Homenagem a Anna Carolina Regner
02/02/2021 • Coluna ANPOF
Por Ricardo Botelho, bacharel em Filosofia (UFRGS)
Há cerca de um ano atrás, no dia 31 de janeiro de 2020, faleceu a professora Anna Carolina Regner, que lecionou por muitos anos na Universidade Federal do Rio Grande do Sul, dentre outras universidades. Sua contribuição para a filosofia foi imensa: grande estudiosa do pensamento de Ch.
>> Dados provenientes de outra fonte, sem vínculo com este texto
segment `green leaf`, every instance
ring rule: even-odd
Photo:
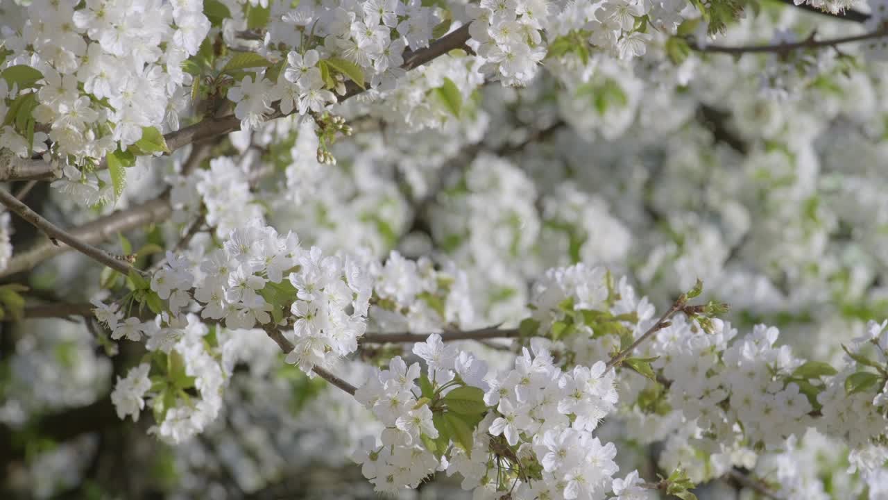
[[[281,60],[271,65],[271,67],[266,70],[266,78],[271,80],[273,84],[277,83],[278,77],[281,76],[281,71],[283,70],[283,67],[286,65],[286,59],[281,59]]]
[[[681,498],[681,500],[697,500],[697,496],[686,489],[682,491],[676,491],[670,493],[670,495],[671,495],[672,496],[678,496],[678,498]]]
[[[265,28],[268,24],[271,10],[268,7],[247,5],[247,29]]]
[[[170,148],[166,145],[166,140],[161,131],[154,126],[142,127],[142,138],[130,146],[128,151],[132,149],[133,155],[145,156],[152,153],[169,153]]]
[[[678,25],[678,35],[679,36],[693,35],[697,30],[697,27],[700,26],[701,20],[702,20],[701,18],[685,20]]]
[[[842,350],[844,351],[844,353],[850,356],[852,359],[857,361],[860,365],[864,365],[866,367],[872,367],[879,370],[884,369],[884,367],[881,365],[879,365],[876,361],[873,361],[869,358],[867,358],[866,356],[863,356],[861,354],[855,354],[852,352],[850,349],[844,346],[844,344],[842,345]]]
[[[160,245],[155,245],[154,243],[146,243],[136,252],[137,257],[147,257],[148,255],[153,255],[155,254],[163,254],[163,247]]]
[[[447,419],[444,418],[444,414],[435,413],[432,415],[432,423],[434,424],[435,429],[438,430],[438,437],[434,440],[435,448],[437,449],[436,454],[440,458],[445,452],[447,452],[448,445],[450,443],[450,438],[453,436],[453,427],[448,423]]]
[[[566,329],[567,329],[567,324],[564,321],[556,321],[553,323],[551,331],[550,332],[551,334],[552,340],[560,339]]]
[[[657,375],[654,373],[654,368],[651,367],[649,359],[626,358],[622,360],[622,363],[646,377],[656,382]]]
[[[6,83],[9,84],[10,87],[16,85],[19,85],[19,89],[20,90],[34,86],[34,84],[36,84],[37,80],[44,77],[44,74],[30,66],[17,64],[15,66],[10,66],[0,72],[0,77],[6,80]]]
[[[794,376],[804,379],[820,378],[821,376],[831,376],[836,375],[836,368],[829,363],[822,361],[808,361],[792,372]]]
[[[882,379],[881,376],[870,372],[857,372],[844,379],[844,391],[850,396],[874,386]]]
[[[477,387],[457,387],[444,396],[444,402],[447,403],[448,410],[460,415],[483,414],[488,411],[484,391]]]
[[[170,383],[177,389],[188,389],[194,386],[194,377],[188,376],[185,372],[185,359],[178,351],[170,351],[167,355],[168,369],[167,377]]]
[[[223,73],[231,74],[237,69],[249,68],[268,68],[272,62],[255,52],[237,52],[222,68]]]
[[[454,117],[459,117],[460,109],[463,107],[463,94],[459,92],[459,87],[453,80],[444,77],[444,85],[432,89],[432,92],[441,100],[444,108]]]
[[[218,0],[203,0],[203,15],[207,16],[211,25],[218,27],[223,20],[231,18],[231,11]]]
[[[27,286],[23,287],[28,290]],[[17,284],[10,284],[0,286],[0,302],[3,302],[2,309],[4,317],[9,313],[12,319],[19,321],[25,315],[25,298],[19,292],[24,291],[22,286]]]
[[[157,294],[157,292],[154,290],[147,290],[145,293],[145,302],[151,310],[151,312],[155,314],[160,314],[163,312],[163,301],[161,300],[161,296]]]
[[[348,79],[357,84],[359,87],[364,88],[364,71],[360,66],[351,60],[337,57],[331,57],[325,60],[331,68],[348,77]]]
[[[822,386],[819,387],[803,379],[791,379],[791,382],[798,386],[798,391],[805,394],[813,408],[820,410],[822,407],[822,405],[817,400],[817,395],[823,391]]]
[[[475,442],[474,436],[472,434],[472,427],[469,427],[469,424],[455,413],[445,413],[444,420],[453,431],[452,439],[454,442],[465,451],[469,458],[472,458],[472,448]]]
[[[447,315],[445,314],[444,301],[440,297],[428,292],[422,292],[416,294],[416,298],[424,302],[432,310],[440,316],[441,319],[445,319]]]
[[[685,297],[688,299],[694,299],[699,297],[700,294],[702,294],[702,292],[703,292],[703,282],[698,278],[696,283],[694,284],[694,288],[688,290],[688,292],[685,294]]]
[[[123,255],[132,254],[132,244],[130,243],[130,240],[127,239],[125,236],[123,236],[123,233],[117,233],[117,240],[120,241],[120,249]]]
[[[130,274],[126,277],[130,278],[130,282],[132,283],[133,290],[147,290],[148,288],[151,288],[151,283],[143,278],[142,275],[136,272],[135,270],[131,270]]]
[[[321,79],[324,82],[324,86],[331,89],[336,86],[336,80],[330,76],[330,68],[327,61],[321,60],[318,61],[318,69],[321,69]]]
[[[124,170],[124,162],[118,154],[120,152],[120,149],[117,149],[107,156],[108,173],[111,174],[115,199],[120,198],[120,195],[123,193],[123,187],[126,185],[126,170]]]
Darwin, Anna Carolina se situa dentre aquelas e aqueles que conseguiram criar uma sensibilidade própria para a fecundidade da pesquisa em Ciências da Vida, assumindo os desafios desta difícil tarefa.
Neste momento em que se discute a ampliação do chamado cânone filosófico, creio que a professora Anna Carolina, a seu modo próprio, ofereceu uma substantiva contribuição neste sentido. Em suas disciplinas, ela promovia uma leitura rigorosa de alguns textos basilares de Darwin, com ênfase em A origem das espécies. Na década de 90 – ocasião em que fui seu aluno – o referido autor dispunha de escasso reconhecimento nos departamentos de Filosofia. Aliás, era frequente ouvirmos o nome de Darwin sendo associado com uma forma de positivismo, que teria pouco a ver com a investigação filosófica. Contudo, o que aprendíamos nas disciplinas da professora é que o apreço pela fundamentação empírica de um saber – traço de fato presente no darwinismo – não deve ser confundido com a doutrina positivista. Pois se esta última costuma se caracterizar como um apego ao dado imediato como garantia do conhecimento, já a visada darwinista consegue precisamente demonstrar que aquilo que se apresenta a um primeiro contato sensorial oculta sua origem. É preciso investigar a gênese daquele ente, ou daquela formação, geralmente soterrada no decurso de sucessivas transformações temporais.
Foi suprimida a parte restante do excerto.